Do I need to rinse plastic jugs and bottles before recycling?
Getting your plastics prep before putting in the bin is a good idea. Through labels are also generally okay and it is often not required for most containers to be washed, it is a better storing, collecting and processes cleaner plastics. Also, while it has always been recommended to remove bottle caps, most programs have evolved past this need and it is actually better to keep the cap on (unless specifically noted otherwise in your curbside program). Make sure to not throw the cap in separately as it may get lost in the transportation process and become litter. In addition to bottles and jugs, a growing number of communities are collecting and recycling plastic tubs, trays and lids. But keep in mind that mixing the wrong types of materials can lower the quality of the recycled material. So make sure you understand what types of containers your program accepts.
Are plastic jugs and bottles reusable?
Yes. As with any type of reuse, you want to make sure the material is right for the job.
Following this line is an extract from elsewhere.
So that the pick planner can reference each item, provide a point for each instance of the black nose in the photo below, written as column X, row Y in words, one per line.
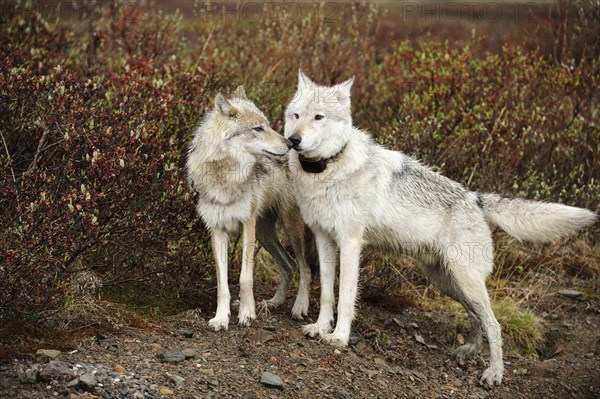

Check out “Reuse It Safely: Food Packaging”, “10 Reuse Ideas for Takeout Waste” and “8 Ways & Whys to Reuse Plastic” to learn more.
Are plastic jugs and bottles dishwasher/microwave safe?
It depends. According to WiseGeek.com. if it is not labeled “microwave safe,” don’t microwave it. Good rule of thumb: don’t reheat single-use plastics more than once, if it all. Again, WiseGeek.com stats that single use plastics “are designed and approved for one use only and further usage may cause unsafe leaching into food.”